Marketing in New Dimensions: How Virtual Reality Could Change the Way Brands Advertise, Part 1

It’s not every day that you get an opportunity to create advertising for a brand new medium, but with the advent of affordable and popular virtual reality equipment, savvy companies are getting a chance to do exactly that. Facebook, which owns Oculus Rift, has already invested in a video creation tool that allows advertisers to publish 360° videos  — videos that can be viewed on a standard screen, but are obviously designed with virtual reality in mind.

And that’s only the tip of the iceberg — even though no one knows exactly how VR advertising is going to work, how it’s going to be implemented, or who it’s going to target, plenty of brands are already jumping on the virtual bandwagon in an attempt to get ahead of the competition: North Face produced a dizzying 360° video of a base jump to promote its winter gear, Gatorade produced a promotional video that puts the viewer in the shoes of MLB slugger, and several car manufacturers have released immersive videos that give you a chance to really experience what it is to drive their vehicles.

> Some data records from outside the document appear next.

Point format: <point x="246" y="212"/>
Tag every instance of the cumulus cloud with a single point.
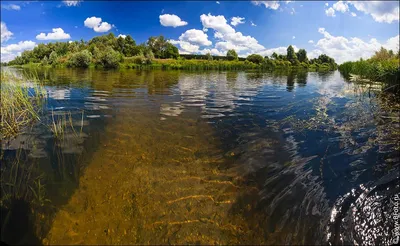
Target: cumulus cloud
<point x="5" y="33"/>
<point x="349" y="49"/>
<point x="227" y="33"/>
<point x="72" y="3"/>
<point x="237" y="20"/>
<point x="171" y="20"/>
<point x="213" y="52"/>
<point x="381" y="11"/>
<point x="97" y="25"/>
<point x="11" y="7"/>
<point x="330" y="12"/>
<point x="57" y="34"/>
<point x="195" y="36"/>
<point x="186" y="47"/>
<point x="341" y="6"/>
<point x="9" y="52"/>
<point x="268" y="4"/>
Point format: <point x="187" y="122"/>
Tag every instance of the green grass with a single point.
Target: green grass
<point x="387" y="71"/>
<point x="21" y="103"/>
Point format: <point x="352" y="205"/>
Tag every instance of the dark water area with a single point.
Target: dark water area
<point x="157" y="157"/>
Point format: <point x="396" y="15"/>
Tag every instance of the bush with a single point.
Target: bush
<point x="53" y="59"/>
<point x="257" y="59"/>
<point x="109" y="58"/>
<point x="80" y="59"/>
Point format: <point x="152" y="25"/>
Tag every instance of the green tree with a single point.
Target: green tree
<point x="255" y="58"/>
<point x="53" y="58"/>
<point x="209" y="56"/>
<point x="130" y="45"/>
<point x="45" y="61"/>
<point x="302" y="55"/>
<point x="291" y="55"/>
<point x="109" y="58"/>
<point x="232" y="55"/>
<point x="80" y="59"/>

It’s not just consumer products that have a home in virtual reality — for example, the New York Times produced a powerful video about children displaced by war that was meant to be experienced in VR.

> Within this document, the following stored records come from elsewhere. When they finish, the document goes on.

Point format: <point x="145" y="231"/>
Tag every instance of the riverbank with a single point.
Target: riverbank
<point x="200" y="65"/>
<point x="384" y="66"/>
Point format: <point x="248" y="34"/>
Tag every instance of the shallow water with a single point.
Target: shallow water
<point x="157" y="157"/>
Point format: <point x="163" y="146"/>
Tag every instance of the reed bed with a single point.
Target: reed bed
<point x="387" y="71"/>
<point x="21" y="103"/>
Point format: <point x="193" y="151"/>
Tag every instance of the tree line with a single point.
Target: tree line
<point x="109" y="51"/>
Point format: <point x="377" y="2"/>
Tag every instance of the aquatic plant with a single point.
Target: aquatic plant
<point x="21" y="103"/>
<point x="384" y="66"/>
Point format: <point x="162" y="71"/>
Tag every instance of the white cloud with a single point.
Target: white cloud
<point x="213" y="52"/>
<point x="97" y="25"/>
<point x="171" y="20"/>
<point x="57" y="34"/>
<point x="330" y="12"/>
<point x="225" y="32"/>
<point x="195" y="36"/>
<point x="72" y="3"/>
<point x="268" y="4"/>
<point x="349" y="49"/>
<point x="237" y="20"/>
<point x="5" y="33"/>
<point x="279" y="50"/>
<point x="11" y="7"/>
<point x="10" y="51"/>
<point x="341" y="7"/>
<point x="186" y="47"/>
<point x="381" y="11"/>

This presents a challenge and an opportunity for advertisers and their motion departments – creating video that looks good and works in virtual reality is bound to be a challenge for people used to creating media for standard screens. Creating compelling VR content is going to require equipment, training, and most likely, practice, and it’s not going to be something that every studio can reliably do.

At the same time though, there is unprecedented opportunity — for the first time in a while, there is room to do something completely new, completely innovative. It’s an entirely untouched frontier, and thought-leaders and innovators should rightfully be excited about that.

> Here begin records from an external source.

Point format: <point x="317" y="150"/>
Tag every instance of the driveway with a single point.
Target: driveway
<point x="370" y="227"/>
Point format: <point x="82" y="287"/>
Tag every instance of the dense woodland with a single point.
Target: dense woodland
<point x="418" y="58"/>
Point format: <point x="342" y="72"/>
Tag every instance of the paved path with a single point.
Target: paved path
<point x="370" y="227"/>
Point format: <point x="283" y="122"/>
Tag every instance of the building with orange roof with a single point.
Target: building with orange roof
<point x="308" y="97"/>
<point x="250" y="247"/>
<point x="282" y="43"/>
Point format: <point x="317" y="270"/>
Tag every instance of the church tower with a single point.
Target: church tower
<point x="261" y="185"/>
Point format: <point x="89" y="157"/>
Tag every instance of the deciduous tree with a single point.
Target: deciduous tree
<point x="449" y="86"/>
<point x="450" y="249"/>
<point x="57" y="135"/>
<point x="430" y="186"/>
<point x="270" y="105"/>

It’s very likely that what advertising does end up being common in virtual reality is something we’ve not yet thought of, or is something familiar re-created in an entirely novel way. After all, even the most forward-thinking people don’t really have a good handle on what virtual reality headsets will be used for, or how they will integrate into our existing electronic landscape. Will they explode into daily use, or remain a niche product for gamers and hobbyists?

Regardless of where it ends up, advertisers are and should be excited about the potential applications of virtual reality — there are no doubt undiscovered or untapped avenues of content delivery that savvy creators can take advantage of, and it’s going to be very exciting to see what emerges.